“I think most portraits capture more than just a nose and pair of eyeballs.” says photographer Alex Medvick in an email response to our questions inquiring about his portraiture and using CineStill 800T in the 120 format. “They show us an emotional/stylized reality, centering around specific people.” Alex is a photographer based in Philly and is one of the few lucky enough to have gotten his hands on the film after the pre-sales that CineStill had.
My envy of him and that beautiful, beautiful, sweet CineStill film aside, Alex is actually a good portrait photographer. With his Pentax 67 in hand, he’s able to create some incredible compositions that not only balance technical skills but artistic skills. His portraits are subtle yet telling studies of his subjects and his ability to make use of spaces on the fly is something that many other photographers don’t have.
Lucky for us, Alex was willing to talk to us about his using CineStill 800T in the 120 format in addition to sharing sample photos. For all the photographers that aren’t in the know, CineStill makes a film that absolutely cannot be mimicked in digital photography. Well, they don’t make it, but they “make it.” CineStill is Kodak cinema film with the Remjet layer removed so that it can be processed normally with the C41 development process. I’ve reviewed CineStill 800T in the 35mm format, and it’s by far my favorite film emulsion on the market now. This film is Tungsten balanced, so it works well with Tungsten light and with daylight it will deliver very blue images. But no matter what, it’s got tonality that digital can’t create.
Here’s our interview with Alex.
Phoblographer: Talk to us about how you got into photography.
Alex: I’ve always been interested in photography! When I was six or so I would take every chance I could to grab a disposable or point and shoot camera. I wish I knew where those photos were, I’m not sure if my parents have any of them or not. Eventually when I was around 10 I saved up around $100 and bought a Kodak Easyshare camera, and never stopped shooting (or wanting to buy new stuff). I used to want to draw, but once I realized I was pretty bad at it (I can’t even draw a straight line) I stuck pretty steadfastly to taking photos.
Phoblographer: What made you want to get into portraiture?
Alex: I love people! I think most portraits capture more than just a nose and pair of eyeballs. They show us an emotional/stylized reality, centering around specific people. Sometimes the reality depicted is a lie though. But, you could say all of that about any type of photo. I guess I just really like people.
Phoblographer: To you, what makes a good portrait? For example, if you’re going through a roll of film that you’ve shot, what determines whether an image is a keeper or not?
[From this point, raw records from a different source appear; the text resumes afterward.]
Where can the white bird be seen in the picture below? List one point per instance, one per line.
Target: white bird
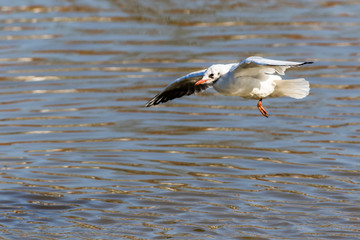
(253, 78)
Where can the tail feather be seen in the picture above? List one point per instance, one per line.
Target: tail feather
(295, 88)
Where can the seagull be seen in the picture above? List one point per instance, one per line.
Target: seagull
(253, 78)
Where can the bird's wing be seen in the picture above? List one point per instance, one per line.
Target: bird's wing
(182, 86)
(254, 66)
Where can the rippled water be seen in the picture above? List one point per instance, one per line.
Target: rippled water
(81, 158)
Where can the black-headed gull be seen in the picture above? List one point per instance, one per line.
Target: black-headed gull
(254, 78)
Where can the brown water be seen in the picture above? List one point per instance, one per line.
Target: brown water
(81, 158)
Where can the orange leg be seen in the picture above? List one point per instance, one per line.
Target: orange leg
(262, 109)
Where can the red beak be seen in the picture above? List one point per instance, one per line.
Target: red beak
(201, 81)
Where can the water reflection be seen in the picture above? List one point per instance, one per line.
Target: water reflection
(78, 144)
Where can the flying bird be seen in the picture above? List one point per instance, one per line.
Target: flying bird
(253, 78)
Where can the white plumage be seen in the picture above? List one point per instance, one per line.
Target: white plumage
(254, 77)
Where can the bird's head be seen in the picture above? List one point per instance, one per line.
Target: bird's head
(211, 75)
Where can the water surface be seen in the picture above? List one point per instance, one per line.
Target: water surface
(82, 158)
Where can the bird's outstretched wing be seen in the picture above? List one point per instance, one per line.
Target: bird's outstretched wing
(182, 86)
(254, 66)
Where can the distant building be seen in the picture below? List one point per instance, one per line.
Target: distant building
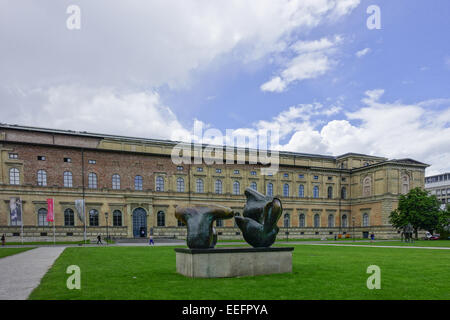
(131, 187)
(439, 185)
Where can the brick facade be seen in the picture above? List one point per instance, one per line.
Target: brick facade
(129, 157)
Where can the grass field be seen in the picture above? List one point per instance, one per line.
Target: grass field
(417, 243)
(4, 252)
(319, 272)
(41, 243)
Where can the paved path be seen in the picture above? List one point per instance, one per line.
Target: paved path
(375, 246)
(22, 272)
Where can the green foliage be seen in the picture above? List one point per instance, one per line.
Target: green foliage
(419, 209)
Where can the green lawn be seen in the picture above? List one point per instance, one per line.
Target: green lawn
(18, 243)
(4, 252)
(417, 243)
(319, 272)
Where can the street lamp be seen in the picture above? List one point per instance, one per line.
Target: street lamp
(353, 236)
(107, 234)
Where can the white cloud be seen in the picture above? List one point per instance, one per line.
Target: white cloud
(147, 43)
(311, 61)
(362, 52)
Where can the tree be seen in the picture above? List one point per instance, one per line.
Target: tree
(419, 209)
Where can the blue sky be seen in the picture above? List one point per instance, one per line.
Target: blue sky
(310, 68)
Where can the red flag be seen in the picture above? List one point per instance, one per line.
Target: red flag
(50, 216)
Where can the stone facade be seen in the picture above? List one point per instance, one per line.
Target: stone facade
(351, 194)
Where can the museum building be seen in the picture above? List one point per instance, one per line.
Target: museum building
(131, 188)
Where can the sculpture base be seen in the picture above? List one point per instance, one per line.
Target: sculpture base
(233, 262)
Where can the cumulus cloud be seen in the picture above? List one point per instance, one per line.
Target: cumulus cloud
(362, 52)
(312, 59)
(393, 130)
(146, 43)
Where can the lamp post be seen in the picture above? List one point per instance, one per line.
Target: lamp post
(353, 236)
(107, 234)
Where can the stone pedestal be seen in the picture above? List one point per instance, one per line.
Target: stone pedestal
(233, 262)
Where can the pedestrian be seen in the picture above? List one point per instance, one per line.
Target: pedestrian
(150, 241)
(99, 239)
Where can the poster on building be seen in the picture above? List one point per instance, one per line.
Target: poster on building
(50, 214)
(15, 206)
(79, 205)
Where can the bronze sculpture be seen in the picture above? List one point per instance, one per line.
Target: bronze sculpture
(260, 218)
(199, 221)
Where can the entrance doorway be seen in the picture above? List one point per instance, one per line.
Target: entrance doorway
(139, 223)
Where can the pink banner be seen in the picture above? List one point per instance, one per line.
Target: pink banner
(50, 216)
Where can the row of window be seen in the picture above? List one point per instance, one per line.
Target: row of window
(180, 184)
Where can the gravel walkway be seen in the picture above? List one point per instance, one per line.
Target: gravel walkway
(22, 272)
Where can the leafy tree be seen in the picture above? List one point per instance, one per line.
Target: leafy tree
(419, 209)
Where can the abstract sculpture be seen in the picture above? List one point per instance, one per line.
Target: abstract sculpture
(260, 217)
(199, 221)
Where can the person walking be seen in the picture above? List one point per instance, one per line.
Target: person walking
(150, 241)
(99, 239)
Alex: It’s 50/50 really. Sometimes it’s entirely about the technical aspect. When the colors, composition, and light look great to my eyes, I love it. But, other times I just look at a photo and like it for no reason at all. It’s all pretty subjective!
Phoblographer: What are some of the biggest things that you focus on when communicating with a portrait subject? How do you explain your creative vision to them?
Alex: Most of the time I go into a shoot with nothing other than a person, and a location (sometimes I don’t even have that). Once we start rolling, the whole shoot evolves out of the subject and I just talking, having fun, and sharing ideas. If I’m not already friends with someone I’m shooting, I try to work on getting there. Communicating posing can be huge, but sometimes the best photos happen when people are just enjoying themselves!
Phoblographer: What attracts you to the Pentax 67 and what made you want to use CineStill 800T for this shoot? Is it the high ISO abilities or the general look of the film?
Alex: The Pentax 67 is straight up one of the sexiest cameras I’ve ever seen. It’s a pleasure to hold, and the 6×7 negatives come out beautiful If I hold up my end of the work. I just got my box full of CineStill 120 last week and couldn’t wait to shoot it. Having only shot the 35mm version once, and never having touched the 120 I wasn’t quite sure how it was going to turn out in the daylight, but I’m pretty happy with it! I overexposed to around ISO 320 and was thrilled with the look I got. I can’t wait to shoot more of it, and see how it holds up under low light.